This peach thyme smash is built for the week when peaches finally smell like peaches. Lemon keeps the fruit from going flat, honey rounds the edges, and thyme adds a savory little snap.

Make it with chilled black tea for a structured mocktail. Add bourbon and it becomes a soft, sunny garden cocktail. For a lighter tea-based peach drink, try the peach green tea highball.

At a Glance

DetailInfo
Prep time10 minutes
Total time10 minutes
Servings2
DifficultyEasy
Key ingredientRipe peach
Best forSummer brunch, BBQs, porch drinks
Flavor profileJuicy, herbal, honeyed

Why You Will Love This

Peach drinks can get too sweet fast. Thyme fixes that. It gives the drink a dry herbal finish that makes the next sip more interesting than the first.

The mocktail version uses chilled black tea because tea brings tannin. That keeps the glass from tasting like peach lemonade. If tea drinks are your thing, the iced tea recipe guide has more cold bases that work well in mocktails.

Ripe peaches, fresh thyme, lemon, and honey on a rustic summer table
The peach matters most.
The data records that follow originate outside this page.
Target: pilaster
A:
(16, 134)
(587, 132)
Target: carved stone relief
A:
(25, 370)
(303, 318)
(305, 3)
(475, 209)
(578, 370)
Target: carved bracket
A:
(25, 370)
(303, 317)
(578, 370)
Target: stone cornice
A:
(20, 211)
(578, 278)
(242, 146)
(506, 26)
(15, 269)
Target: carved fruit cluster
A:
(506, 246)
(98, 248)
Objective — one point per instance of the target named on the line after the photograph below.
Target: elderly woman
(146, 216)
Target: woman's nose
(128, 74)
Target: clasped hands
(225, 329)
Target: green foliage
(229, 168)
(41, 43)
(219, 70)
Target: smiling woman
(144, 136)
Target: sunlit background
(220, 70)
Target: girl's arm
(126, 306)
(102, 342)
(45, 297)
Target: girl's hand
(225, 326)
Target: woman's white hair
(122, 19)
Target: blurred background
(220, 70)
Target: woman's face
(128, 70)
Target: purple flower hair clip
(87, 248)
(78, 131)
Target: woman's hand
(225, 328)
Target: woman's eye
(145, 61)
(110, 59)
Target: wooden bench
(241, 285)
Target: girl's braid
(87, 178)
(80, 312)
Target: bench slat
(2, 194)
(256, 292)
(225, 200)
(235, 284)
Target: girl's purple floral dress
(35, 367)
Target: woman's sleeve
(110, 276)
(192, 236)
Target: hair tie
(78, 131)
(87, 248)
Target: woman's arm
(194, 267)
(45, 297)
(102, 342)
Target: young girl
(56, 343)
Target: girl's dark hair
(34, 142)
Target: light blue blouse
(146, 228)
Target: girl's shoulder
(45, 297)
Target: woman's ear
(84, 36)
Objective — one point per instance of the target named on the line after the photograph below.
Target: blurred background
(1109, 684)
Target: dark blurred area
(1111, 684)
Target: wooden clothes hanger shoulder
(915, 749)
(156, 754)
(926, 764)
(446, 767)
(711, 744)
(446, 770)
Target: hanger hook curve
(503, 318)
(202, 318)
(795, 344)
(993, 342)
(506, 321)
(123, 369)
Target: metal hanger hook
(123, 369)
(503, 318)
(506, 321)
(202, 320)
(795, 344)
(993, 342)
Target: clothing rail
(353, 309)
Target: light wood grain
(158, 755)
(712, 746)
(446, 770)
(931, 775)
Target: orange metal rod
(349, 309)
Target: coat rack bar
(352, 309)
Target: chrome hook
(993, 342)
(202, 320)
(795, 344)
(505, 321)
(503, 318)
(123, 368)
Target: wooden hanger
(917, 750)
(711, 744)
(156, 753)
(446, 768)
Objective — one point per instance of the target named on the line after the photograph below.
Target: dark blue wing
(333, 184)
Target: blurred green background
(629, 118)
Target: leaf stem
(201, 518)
If it does not smell sweet before cutting, the drink will need help.

What You Will Need

  • 1 ripe peach, sliced
  • 4 small thyme sprigs
  • 1 1/2 ounces fresh lemon juice
  • 1 ounce honey syrup
  • 4 ounces chilled black tea or water
  • 3 ounces bourbon, optional
  • Crushed ice

Use black tea for the mocktail version. Use water only if the peach is very ripe and fragrant.

How to Make It

  1. Add peach slices, lemon juice, honey syrup, and two thyme sprigs to a shaker.
  2. Muddle until the peach gives up its juice.
  3. Add chilled black tea or water.
  4. Add bourbon if making cocktails.
  5. Fill the shaker with ice.
  6. Shake for 8 seconds.
  7. Strain into two rocks glasses filled with crushed ice.
  8. Serve with peach slices and thyme beside the glass.
Peach slices muddled with thyme, lemon, and honey syrup for a peach thyme smash
Muddle until juicy, not pulpy. A smash should feel fresh, not thick.

Herbalist Notes

Thyme is a small herb with a big aromatic footprint. It contains thymol, which is why it can smell warm, resinous, and a little medicinal.

That is useful in drinks. A tiny amount gives peach more backbone without making the glass taste savory.

Make It Your Own

For a brighter mocktail, use sparkling water instead of tea and add it after shaking. For a cocktail, bourbon is cozy and round, while gin makes the thyme sharper.

You can also swap honey syrup for maple syrup if you are leaning into bourbon. Keep the thyme restrained either way. It should perfume the drink, not float through it like potpourri.

Peach thyme smash drinks with crushed ice on an outdoor picnic table
Crushed ice makes this drink feel colder and more relaxed than a neat strained sour.

Before You Start

Do not add too much thyme. Two small sprigs in the shaker are enough for two drinks.

If your peach is underripe, use 2 tablespoons peach nectar and reduce the honey syrup slightly.

Common Questions

Can I make this without black tea?

Yes. Use chilled water or sparkling water. Black tea simply gives the mocktail more structure.

Can I batch it?

Yes. Muddle and strain the peach, lemon, honey, and tea up to 8 hours ahead. Shake individual servings with ice when ready.

What bourbon should I use?

Use a softer bourbon with vanilla and caramel notes. Very high-proof bourbon can bury the peach.